Attorneys for the state argued that the law was aimed at helping ensure athletic opportunities for girls and women who want to play interscholastic or college sports. They contended the opportunities could be threatened by the participation of transgender females, who were identified as biological males at birth.

Altman said he found that “promoting women’s equality in athletics is an important governmental interest” and disputed that the law (SB 1028) discriminated based on stereotypes.

“In our case, SB 1028’s gender-based classifications are rooted in real differences between the sexes — not stereotypes. In requiring schools to designate sports-team memberships on the basis of biological sex, the statute adopts the uncontroversial proposition that most men and women do have different (and innate) physical attributes. Ignoring those real differences would disserve the purpose of the Equal Protection Clause, which is to safeguard the principle that ‘all persons similarly situated should be treated alike,’” he wrote, partially quoting legal precedents.

Altman also wrote that the law does not come “anywhere close to creating the sort of caste-like system the Constitution forbids — a system in which transgender girls are legally demeaned and degraded because of their gender identity.”

“Most importantly, like laws prohibiting the blind from flying airplanes or the HIV-infected from donating blood, SB 1028 is tailored to an important and well-established governmental interest — the promotion of gender equality through the preservation of athletic opportunities for girls,” the decision said.

“In this respect, it’s not at all like the kinds of laws the Equal Protection Clause unambiguously disallows — laws that, for instance, prohibited black Americans from eating at the same restaurants, drinking from the same water fountains, attending the same schools, and swimming in the same beaches as white Americans. Those laws — untethered from any legitimate governmental interest — degraded blacks (because of their race) across broad swathes of American social life.”

Attorneys for the transgender girl filed the lawsuit in June 2021, after the Republican-controlled Legislature and Gov. Ron DeSantis approved the ban. The case was put on hold while the 11th U.S. Circuit Court of Appeals considered a separate case that challenged a St. Johns County School Board policy preventing a transgender male student, Drew Adams, from using boys’ bathrooms.
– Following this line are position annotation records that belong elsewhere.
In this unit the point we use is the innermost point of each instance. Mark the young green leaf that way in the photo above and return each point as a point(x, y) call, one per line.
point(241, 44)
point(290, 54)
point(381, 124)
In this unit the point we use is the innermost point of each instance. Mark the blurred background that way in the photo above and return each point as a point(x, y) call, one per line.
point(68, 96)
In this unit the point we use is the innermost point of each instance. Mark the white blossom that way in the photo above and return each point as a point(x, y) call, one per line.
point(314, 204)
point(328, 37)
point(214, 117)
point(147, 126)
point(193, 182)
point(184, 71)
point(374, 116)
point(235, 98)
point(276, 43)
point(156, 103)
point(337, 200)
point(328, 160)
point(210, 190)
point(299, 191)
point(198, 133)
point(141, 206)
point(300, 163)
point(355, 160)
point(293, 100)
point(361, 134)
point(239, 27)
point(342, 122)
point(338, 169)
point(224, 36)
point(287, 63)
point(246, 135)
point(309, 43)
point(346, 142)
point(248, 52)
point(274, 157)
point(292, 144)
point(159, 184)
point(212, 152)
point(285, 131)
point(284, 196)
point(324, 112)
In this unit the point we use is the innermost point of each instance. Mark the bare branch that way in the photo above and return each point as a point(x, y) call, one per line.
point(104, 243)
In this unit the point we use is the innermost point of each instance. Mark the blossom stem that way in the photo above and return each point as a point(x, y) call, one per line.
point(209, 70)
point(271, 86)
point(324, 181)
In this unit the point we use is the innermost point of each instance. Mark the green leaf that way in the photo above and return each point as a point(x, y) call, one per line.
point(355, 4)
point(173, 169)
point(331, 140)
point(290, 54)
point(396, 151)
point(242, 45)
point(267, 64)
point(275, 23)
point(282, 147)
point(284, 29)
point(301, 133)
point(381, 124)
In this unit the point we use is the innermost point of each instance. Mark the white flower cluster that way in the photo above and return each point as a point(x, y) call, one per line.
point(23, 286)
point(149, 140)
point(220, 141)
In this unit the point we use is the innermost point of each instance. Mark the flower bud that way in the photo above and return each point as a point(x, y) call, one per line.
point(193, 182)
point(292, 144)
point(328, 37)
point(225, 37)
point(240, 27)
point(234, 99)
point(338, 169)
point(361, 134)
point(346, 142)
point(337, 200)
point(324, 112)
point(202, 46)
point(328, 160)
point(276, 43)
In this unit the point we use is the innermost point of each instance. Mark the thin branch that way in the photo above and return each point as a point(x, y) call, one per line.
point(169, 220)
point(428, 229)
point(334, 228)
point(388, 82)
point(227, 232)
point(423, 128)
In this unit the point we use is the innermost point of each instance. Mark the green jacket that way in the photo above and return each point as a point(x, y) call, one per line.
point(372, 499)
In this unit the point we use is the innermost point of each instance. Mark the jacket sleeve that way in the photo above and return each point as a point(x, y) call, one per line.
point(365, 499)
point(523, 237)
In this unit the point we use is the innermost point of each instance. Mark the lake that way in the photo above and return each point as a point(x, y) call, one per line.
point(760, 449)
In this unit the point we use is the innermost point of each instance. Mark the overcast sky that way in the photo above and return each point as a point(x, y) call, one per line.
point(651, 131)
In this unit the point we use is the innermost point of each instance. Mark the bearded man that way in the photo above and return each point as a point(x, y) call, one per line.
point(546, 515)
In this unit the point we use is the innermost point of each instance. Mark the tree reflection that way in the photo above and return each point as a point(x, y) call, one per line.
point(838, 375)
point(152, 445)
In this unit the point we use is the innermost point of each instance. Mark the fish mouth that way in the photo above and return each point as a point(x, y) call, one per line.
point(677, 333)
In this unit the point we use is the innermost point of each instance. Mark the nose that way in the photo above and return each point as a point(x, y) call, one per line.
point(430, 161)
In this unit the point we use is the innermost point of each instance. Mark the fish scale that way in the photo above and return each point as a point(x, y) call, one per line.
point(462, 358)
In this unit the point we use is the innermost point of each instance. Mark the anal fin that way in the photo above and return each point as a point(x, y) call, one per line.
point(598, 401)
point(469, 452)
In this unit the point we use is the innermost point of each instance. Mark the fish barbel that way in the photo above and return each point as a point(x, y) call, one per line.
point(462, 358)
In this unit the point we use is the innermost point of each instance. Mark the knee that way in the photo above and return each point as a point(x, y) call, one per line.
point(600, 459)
The Atlanta-based appeals court in December upheld the St. Johns County policy, spurring Altman in January to reopen the transgender-athlete case.

In a March filing, attorneys for the Broward County volleyball player described the law as part of a “larger national effort to scapegoat this protected group.”

“The statute must be viewed against the backdrop of the avalanche of antitransgender, and anti-LGBTQ legislation across the country and also in the context of ever increasing legislative hostility in Florida towards LGBTQ individuals,” the attorneys argued.

But in its motion to dismiss the case, filed in February, the state disputed that the law was intended to discriminate or that it violates constitutional rights.

“SB 1028 indeed draws a sex-based classification, but the classification is constitutionally permissible because the state has important governmental interests in separating athletic teams on the basis of sex, and in prohibiting biological males from joining teams designated for biological females: protecting biological females’ equal participation in school athletics and remediating past under-representation of females in athletic competition,” the motion said. “Because the challenged law is substantially related to achieving these important aims, it does not violate equal protection.”